[TOC]
- Title: On the Expressivity of Markov Reward
- Author: David Abel et. al.
- Publish Year: NuerIPS 2021
- Review Date: 6 Dec 2021
Summary of paper
This needs to be only 1-3 sentences, but it demonstrates that you understand the paper and, moreover, can summarize it more concisely than the author in his abstract.
The author found out that in the Markov Decision Process scenario, (i.e., we do not look at the history of the trajectory to provide rewards), some tasks cannot be realised perfectly by reward functions. i.e.,
there exists instances of tasks that no Markov reward function can capture.
Assumption:
- when we think of a task, we are able to find its associated acceptable/prefered policies/behaviours
- i.e., A task convey general preference over behaviour or outcome.
So, the author found that
Theorem 4.1. For each of SOAP, PO, and TO, there exists (Env, Task) pairs for which no Markov reward function realize Task in Environment – author
example of inexpressible reward,
given the environment and we design a task such that ${\pi_{12}, \pi_{21}}$ are desired policies (i.e., The XOR like issue, in S0 we prefer any acitions and in S1 we prefer the opposite action, It means that the prefered action for the second step depends on the choice of the first step, history matters!).
Prefered Policy (dependent on the task) realisation of a reward function, according to the author, means that the value V value of the starting state of the prefered policy must be greater than the V value of the starting state from other ‘bad’ policy when using this reward function. (it means that only the prefered policy leads to maximum accumulative reward)
Then in Entailment Case, we cannot define a reward function such that the Value of starting state of the prefered policy is greater than others like $\pi_{11}$ (easy to prove)
reward function design
The author also proposed a reward function design algorithm that can determine whether an appropriate reward function can be constructed, so that the reward function can realise the prefered policy of the task.
fringe policies: the policies that are just differ from the good policies with just one action.
the algoritm ensures that non-optimal policies will always have lower value of its starting state than the prefered policies
$X$ is the variable for the Value of the state
discovery
for this famous grid world task
the author found that the traditional reward function -> +1 for reach goal, -1 for reach fire, does not induce a perfect match in policy. (see the figure)
It shows the usefulness of that reward design algorithm.
Also, the experiments shows that, the hyperparameter of the environment will strongly affect the expressivity of the previous good reward function designed by their algorithm.
Some key terms
Markov reward function
Markov reward functions can represent immediate worth in an intuitive manner that also allows for reasoning about combinations, sequences, or reoccurrences of such states of affairs.
expressing a task
treat a reward function as accuratelyexpressinga task just when the valuefunction it induces in an environment adheres to the constraints of a given task
roles of reward
can both define the task the agent learns to solve, and define the “bread crumbs” that allow agents to efficiently learn to solve the task.
**reward in terms of expressivity **
reward is treated as an expressive language for incentivizing reward-maximizing agents
Task definition
Indeed, characterizing a task in terms of choice of $\pi$ or goal fails to capture these distinctions.
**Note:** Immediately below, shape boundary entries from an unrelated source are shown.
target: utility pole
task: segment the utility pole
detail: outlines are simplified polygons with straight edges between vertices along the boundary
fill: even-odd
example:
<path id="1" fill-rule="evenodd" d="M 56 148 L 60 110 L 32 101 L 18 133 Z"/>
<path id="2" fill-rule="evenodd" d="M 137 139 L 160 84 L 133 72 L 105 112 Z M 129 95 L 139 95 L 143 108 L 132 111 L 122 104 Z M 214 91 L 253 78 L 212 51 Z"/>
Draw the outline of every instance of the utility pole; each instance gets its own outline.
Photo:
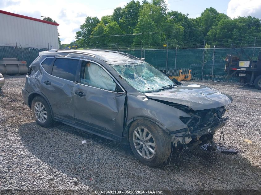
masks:
<path id="1" fill-rule="evenodd" d="M 167 42 L 167 54 L 166 56 L 166 68 L 168 67 L 168 42 Z"/>
<path id="2" fill-rule="evenodd" d="M 176 47 L 176 56 L 175 57 L 175 69 L 176 70 L 176 63 L 177 62 L 177 48 L 178 48 L 178 45 Z"/>
<path id="3" fill-rule="evenodd" d="M 203 80 L 203 73 L 204 71 L 204 60 L 205 58 L 205 39 L 204 39 L 204 45 L 203 46 L 203 60 L 202 63 L 202 74 L 201 79 Z"/>
<path id="4" fill-rule="evenodd" d="M 255 57 L 255 41 L 256 40 L 256 37 L 255 38 L 255 42 L 254 42 L 254 48 L 253 49 L 253 57 L 252 58 L 252 59 L 253 60 L 254 57 Z"/>
<path id="5" fill-rule="evenodd" d="M 212 63 L 212 73 L 211 75 L 211 81 L 213 81 L 213 71 L 214 70 L 214 58 L 215 58 L 215 47 L 216 47 L 216 45 L 214 45 L 214 50 L 213 50 L 213 62 Z"/>

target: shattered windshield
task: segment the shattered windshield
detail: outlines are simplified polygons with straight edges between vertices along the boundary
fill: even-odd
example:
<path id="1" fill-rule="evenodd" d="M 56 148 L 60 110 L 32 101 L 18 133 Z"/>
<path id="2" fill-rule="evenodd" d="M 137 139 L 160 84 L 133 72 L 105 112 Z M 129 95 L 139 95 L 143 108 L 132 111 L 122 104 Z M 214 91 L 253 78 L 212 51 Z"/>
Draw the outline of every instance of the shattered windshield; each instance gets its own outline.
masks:
<path id="1" fill-rule="evenodd" d="M 130 85 L 141 92 L 171 88 L 175 85 L 165 75 L 145 62 L 111 66 Z"/>

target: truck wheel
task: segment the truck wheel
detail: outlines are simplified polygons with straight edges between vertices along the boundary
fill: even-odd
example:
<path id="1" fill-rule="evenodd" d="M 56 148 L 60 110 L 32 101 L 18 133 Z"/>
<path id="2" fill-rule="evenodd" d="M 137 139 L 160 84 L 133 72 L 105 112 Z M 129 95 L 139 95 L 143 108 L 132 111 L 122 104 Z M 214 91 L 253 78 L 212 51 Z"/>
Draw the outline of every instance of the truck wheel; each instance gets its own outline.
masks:
<path id="1" fill-rule="evenodd" d="M 147 120 L 134 121 L 129 131 L 130 144 L 139 160 L 156 167 L 168 158 L 171 152 L 169 135 L 155 123 Z"/>
<path id="2" fill-rule="evenodd" d="M 34 119 L 37 124 L 44 127 L 49 127 L 53 124 L 51 109 L 45 100 L 39 95 L 32 101 L 31 109 Z"/>
<path id="3" fill-rule="evenodd" d="M 254 83 L 256 89 L 261 90 L 261 75 L 259 75 L 255 78 Z"/>

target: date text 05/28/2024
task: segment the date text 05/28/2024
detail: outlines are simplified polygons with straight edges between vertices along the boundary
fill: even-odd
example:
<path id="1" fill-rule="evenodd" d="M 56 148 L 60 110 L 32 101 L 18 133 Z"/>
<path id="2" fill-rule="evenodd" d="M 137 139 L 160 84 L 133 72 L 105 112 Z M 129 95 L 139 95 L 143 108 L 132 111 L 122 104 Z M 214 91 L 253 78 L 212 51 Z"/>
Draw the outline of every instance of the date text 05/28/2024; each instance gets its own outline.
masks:
<path id="1" fill-rule="evenodd" d="M 162 194 L 162 191 L 158 190 L 95 190 L 97 194 Z"/>

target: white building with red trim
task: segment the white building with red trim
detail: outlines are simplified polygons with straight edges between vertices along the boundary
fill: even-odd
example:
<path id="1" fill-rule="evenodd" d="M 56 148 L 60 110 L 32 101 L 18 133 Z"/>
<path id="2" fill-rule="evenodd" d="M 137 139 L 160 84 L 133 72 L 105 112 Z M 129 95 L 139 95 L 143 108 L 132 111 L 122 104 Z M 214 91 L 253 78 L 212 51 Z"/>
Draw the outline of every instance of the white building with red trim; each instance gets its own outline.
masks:
<path id="1" fill-rule="evenodd" d="M 59 25 L 0 10 L 0 46 L 59 49 Z"/>

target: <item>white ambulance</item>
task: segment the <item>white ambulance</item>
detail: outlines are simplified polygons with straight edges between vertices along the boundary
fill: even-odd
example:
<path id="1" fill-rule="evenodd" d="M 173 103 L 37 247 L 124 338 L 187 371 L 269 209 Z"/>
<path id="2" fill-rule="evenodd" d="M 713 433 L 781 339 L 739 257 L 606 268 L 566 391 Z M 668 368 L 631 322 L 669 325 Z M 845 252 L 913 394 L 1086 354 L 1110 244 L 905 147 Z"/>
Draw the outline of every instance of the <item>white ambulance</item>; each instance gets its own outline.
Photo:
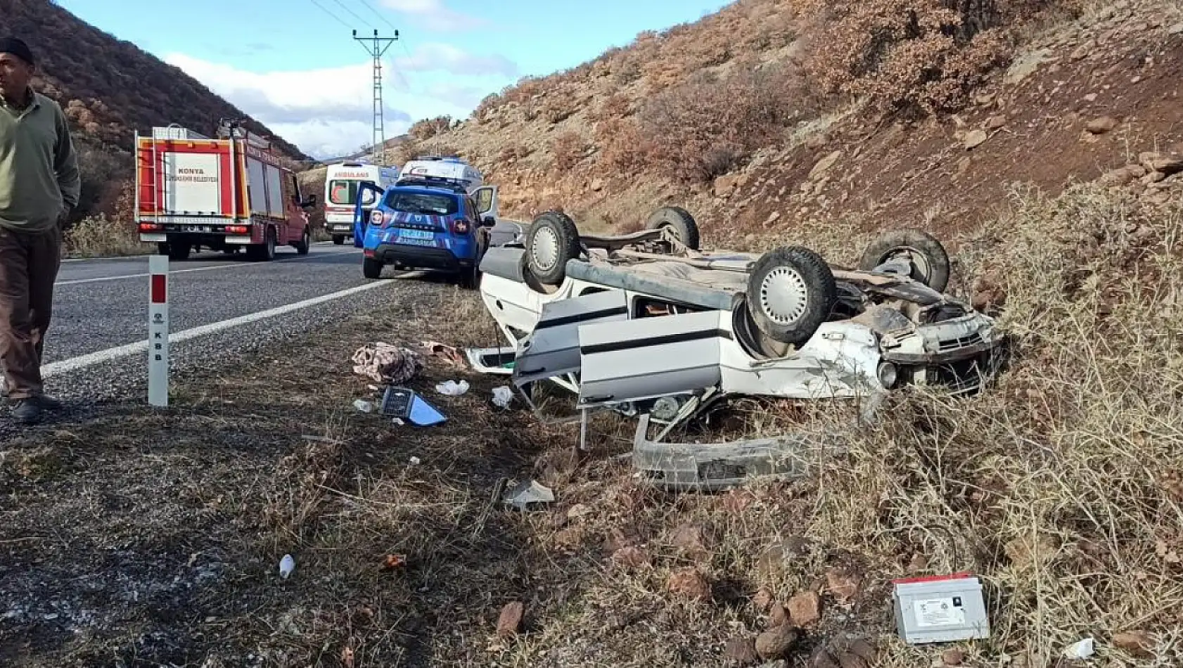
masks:
<path id="1" fill-rule="evenodd" d="M 354 207 L 357 203 L 357 184 L 369 181 L 386 190 L 399 180 L 397 167 L 382 167 L 366 161 L 345 161 L 329 166 L 324 176 L 324 229 L 332 235 L 332 242 L 342 245 L 354 235 Z M 366 219 L 377 203 L 373 190 L 362 190 L 362 210 Z"/>

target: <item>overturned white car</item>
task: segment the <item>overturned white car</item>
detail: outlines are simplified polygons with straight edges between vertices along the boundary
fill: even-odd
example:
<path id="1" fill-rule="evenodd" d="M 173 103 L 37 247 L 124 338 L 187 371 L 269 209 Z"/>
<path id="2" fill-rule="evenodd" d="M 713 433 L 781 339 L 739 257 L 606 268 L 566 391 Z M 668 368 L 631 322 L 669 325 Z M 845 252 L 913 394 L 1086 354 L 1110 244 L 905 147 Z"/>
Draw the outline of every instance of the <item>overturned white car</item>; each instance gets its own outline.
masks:
<path id="1" fill-rule="evenodd" d="M 698 239 L 677 207 L 620 236 L 539 215 L 524 242 L 489 248 L 480 264 L 481 298 L 509 346 L 468 351 L 471 362 L 511 375 L 526 401 L 549 380 L 577 394 L 584 416 L 640 416 L 634 463 L 674 487 L 799 469 L 796 440 L 662 442 L 729 396 L 874 404 L 909 383 L 971 393 L 998 368 L 994 320 L 940 292 L 949 258 L 923 232 L 884 235 L 858 270 L 801 246 L 706 252 Z"/>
Our view is that a suitably rich account of task should allowfor the characterization of this sort of preference, offering the flexibility to scale from specifying onlythe desirable behavior (or outcomes) to an arbitrary ordering over behaviors (or outcomes).
this leads to for a task, there should be associated set of prefered policies or behaviours.
SOAPs
Set Of Acceptable Policies, a task will have its own set of prefered policies, and a desired reward function will maximise the reward accumulation only when using the prefered policies
POs
generalise the SOAP, Partial Ordering on policies,
for example, instead of just the good poilcies, the task is also characterised by some bad policies that must be avoided.
TOs
This means we characterise the task by defining prefered/bad trajectories
Good things about the paper (one paragraph)
This is not always necessary, especially when the review is generally favorable. However, it is strongly recommended if the review is critical. Such introductions are good psychology if you want the author to drastically revise the paper.
A really interesting paper about RL reward and reward designing.
The research on the expressivity of reward would help to decide whether we should use RL methods on certain tasks.
Major comments
Discuss the author’s assumptions, technical approach, analysis, results, conclusions, reference, etc. Be constructive, if possible, by suggesting improvements.
It looks like the issue mentioned in the paper can just be easily alleviated by introducing history information to the reward function.
Minor comments
This section contains comments on style, figures, grammar, etc. If any of these are especially poor and detract from the overall presentation, then they might escalate to the ‘major comments’ section. It is acceptable to write these comments in list (or bullet) form.
Markov Decision Process intro video
Incomprehension
List what you don’t understand.
Given the assumption: “all task should have their associated set of prefered policies or bad policies”, and in SOAPs condition,
the author claim that the expressivity of reward function is just about if the reward function can realise all the prefered policies in the set. But why do we require just one reward function to satisfy all of the prefered policies?
Eventually an agent would just pick one policy to use.